Vladimir Putin has made Russia into a threat for neighboring states, Estonian Prime Minister Taavi Roivas warned in an exclusive DW interview.
“[If someone] thinks he can change borders of foreign countries by force, and who has done so in Ukraine and Georgia, there is no question his aggressive behavior has made Russia a threat,” Roivas said.
In May 2016, Roivas had already advocated for NATO to show “solidarity” and station a NATO battalion in Lithuania, Latvia and Estonia. The ultimate consequence would be that each NATO member state would have an “allied presence”.

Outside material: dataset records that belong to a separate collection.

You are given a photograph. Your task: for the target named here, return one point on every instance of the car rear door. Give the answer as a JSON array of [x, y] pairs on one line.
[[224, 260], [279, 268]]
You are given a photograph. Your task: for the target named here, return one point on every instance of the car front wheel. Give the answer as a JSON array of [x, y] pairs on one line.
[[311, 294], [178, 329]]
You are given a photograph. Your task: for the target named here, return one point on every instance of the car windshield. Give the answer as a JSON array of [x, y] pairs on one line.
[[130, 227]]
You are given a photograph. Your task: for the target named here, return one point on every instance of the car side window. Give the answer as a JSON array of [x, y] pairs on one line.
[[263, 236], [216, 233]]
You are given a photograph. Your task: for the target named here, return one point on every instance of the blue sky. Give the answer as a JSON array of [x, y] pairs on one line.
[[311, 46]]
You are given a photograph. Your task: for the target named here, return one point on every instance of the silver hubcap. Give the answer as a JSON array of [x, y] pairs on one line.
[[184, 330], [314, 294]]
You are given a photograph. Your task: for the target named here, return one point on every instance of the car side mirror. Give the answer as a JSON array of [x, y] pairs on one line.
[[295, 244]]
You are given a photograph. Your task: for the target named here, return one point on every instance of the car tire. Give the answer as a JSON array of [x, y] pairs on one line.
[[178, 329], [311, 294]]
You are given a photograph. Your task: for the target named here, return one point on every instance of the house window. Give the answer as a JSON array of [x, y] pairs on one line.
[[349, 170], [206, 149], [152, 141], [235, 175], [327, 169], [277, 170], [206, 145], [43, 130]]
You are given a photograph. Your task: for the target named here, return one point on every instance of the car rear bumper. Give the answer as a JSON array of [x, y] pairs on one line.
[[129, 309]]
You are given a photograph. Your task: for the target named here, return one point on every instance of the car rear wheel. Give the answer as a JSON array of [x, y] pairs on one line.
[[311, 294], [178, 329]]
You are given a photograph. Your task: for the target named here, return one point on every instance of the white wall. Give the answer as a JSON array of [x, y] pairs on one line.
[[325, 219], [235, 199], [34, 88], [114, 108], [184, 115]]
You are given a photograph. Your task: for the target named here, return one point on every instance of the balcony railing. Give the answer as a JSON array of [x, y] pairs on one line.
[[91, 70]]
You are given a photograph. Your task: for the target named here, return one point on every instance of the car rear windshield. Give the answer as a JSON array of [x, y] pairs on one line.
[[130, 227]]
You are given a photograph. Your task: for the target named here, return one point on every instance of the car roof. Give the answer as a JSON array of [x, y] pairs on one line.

‘We will have more troops’
So far, NATO’s permanent Force Integration Unit (NFIU) only has 41 soldiers in Estonia, 20 of them are Estonian troops. In the event of a Russian attack, it would take the Very High Readiness Joint Task Force up to seven days to get to Estonia, according to NATO. A war gaming exercise by the Rand Corporation showed that Russian troops could be there after 60 hours.
When asked if his own troops were capable of defending their own country, Roivas said: “We have capable forces. We are ready to stand against enemy.” After increasing its defense expenditure in 2015, Estonia is one of only five NATO member states who contribute 2 percent of the GDP to national defense.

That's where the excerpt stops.